Elsewhere in North Carolina, the Republican primary for the 11th Congressional District is another hotly contested race. Rep. Madison Cawthorn, considered a right-wing firebrand in the party, has dealt with many controversies during his freshman year in Congress. On Tuesday, voters will decide if they want to keep him around. Many top GOP members have indicated that they want him gone — including both Republican senators from North Carolina.
But on Monday, Trump — who has endorsed Cawthorn — took to his own social media platform Truth Social to defend Cawthorn, saying he believes that while Cawthorn made some “foolish mistakes” he deserves a second chance.
In Kentucky, leading the pack in the Democratic primary race is Charles Booker, who made a run for Senate in 2020 — losing in the primary to Amy McGrath, who went on to compete in the general against Senate Minority Leader Mitch McConnell.
Over in Idaho, sparks have flown in the Republican primary in the race for Idaho’s governor, with incumbent Republican Gov. Brad Little attempting to hold onto his position against the best efforts of his own lieutenant governor, Republican Janice McGeachin. This is the first time a sitting governor has been challenged by their own lieutenant governor of the same party since 1938.
The pair have been playing something of political cat and mouse for a few months: When Little was out of state, McGeachin has, more than once, issued anti-mask mandate-related executive orders in her role as acting governor, which Little would then rescind upon his return.

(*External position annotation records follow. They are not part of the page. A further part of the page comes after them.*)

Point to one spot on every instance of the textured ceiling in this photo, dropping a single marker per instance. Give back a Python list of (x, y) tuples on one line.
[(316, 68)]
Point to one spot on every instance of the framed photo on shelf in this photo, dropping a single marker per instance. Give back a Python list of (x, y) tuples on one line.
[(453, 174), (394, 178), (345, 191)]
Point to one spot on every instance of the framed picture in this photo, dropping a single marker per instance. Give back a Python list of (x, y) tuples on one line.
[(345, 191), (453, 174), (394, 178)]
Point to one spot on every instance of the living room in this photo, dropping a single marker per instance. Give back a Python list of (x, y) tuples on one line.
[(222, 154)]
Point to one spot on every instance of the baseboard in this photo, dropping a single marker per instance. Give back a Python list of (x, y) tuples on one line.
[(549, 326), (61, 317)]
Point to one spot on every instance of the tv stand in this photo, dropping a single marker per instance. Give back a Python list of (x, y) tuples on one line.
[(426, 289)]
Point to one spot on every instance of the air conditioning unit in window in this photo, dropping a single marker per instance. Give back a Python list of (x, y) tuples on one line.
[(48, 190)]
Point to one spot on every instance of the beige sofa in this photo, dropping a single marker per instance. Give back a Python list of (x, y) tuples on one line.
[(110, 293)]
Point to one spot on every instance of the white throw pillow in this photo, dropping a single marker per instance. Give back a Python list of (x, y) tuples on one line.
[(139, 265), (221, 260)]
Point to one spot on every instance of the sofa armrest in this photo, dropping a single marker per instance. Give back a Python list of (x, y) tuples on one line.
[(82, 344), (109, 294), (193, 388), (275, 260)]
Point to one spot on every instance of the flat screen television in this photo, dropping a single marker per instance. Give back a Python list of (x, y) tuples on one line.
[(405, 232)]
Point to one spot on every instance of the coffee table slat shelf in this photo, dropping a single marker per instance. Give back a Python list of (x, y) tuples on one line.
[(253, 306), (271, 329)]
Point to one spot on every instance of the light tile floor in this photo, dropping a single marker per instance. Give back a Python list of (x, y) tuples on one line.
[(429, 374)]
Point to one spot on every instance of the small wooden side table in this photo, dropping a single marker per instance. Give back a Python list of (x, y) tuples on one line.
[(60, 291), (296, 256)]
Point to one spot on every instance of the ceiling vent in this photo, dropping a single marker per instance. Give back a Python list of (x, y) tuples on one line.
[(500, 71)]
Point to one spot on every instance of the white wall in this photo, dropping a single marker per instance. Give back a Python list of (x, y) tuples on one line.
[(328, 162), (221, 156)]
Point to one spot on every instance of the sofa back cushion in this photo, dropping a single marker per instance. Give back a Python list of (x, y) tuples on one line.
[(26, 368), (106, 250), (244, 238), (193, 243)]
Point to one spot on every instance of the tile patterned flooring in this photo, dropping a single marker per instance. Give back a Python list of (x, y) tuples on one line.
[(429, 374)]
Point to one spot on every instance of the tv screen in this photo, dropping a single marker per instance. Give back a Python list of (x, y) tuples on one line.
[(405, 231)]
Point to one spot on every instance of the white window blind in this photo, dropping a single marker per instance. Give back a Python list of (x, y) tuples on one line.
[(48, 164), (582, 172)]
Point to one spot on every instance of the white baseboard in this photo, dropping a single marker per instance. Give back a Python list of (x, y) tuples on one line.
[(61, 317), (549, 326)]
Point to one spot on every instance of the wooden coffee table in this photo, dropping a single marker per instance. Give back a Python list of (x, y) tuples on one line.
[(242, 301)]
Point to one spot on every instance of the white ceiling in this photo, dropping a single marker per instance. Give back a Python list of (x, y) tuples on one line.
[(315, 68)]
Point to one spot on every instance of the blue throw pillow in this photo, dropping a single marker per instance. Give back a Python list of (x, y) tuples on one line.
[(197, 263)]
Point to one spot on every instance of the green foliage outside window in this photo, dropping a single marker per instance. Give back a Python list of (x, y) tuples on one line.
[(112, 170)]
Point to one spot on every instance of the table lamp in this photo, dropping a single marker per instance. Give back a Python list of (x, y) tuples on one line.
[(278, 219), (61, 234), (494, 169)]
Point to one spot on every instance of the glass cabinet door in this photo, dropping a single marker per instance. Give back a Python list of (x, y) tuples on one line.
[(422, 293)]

In Oregon, widely considered a blue state, there is a chance for the Republican party to make a play for the open governor’s seat since term-limited Democratic Gov. Kate Brown is unpopular in the state.
In the Democratic primary for Oregon’s newly redistricted 5th Congressional district, incumbent Democratic Rep. Kurt Schrader is facing intraparty controversy for keeping a key drug provision in Biden’s signature Build Back Better plan from advancing.
Despite that, Schrader was the first candidate in 2022 to get Biden’s endorsement, a potential indicator of how much the president wants Democrats to hold onto their seats in the House.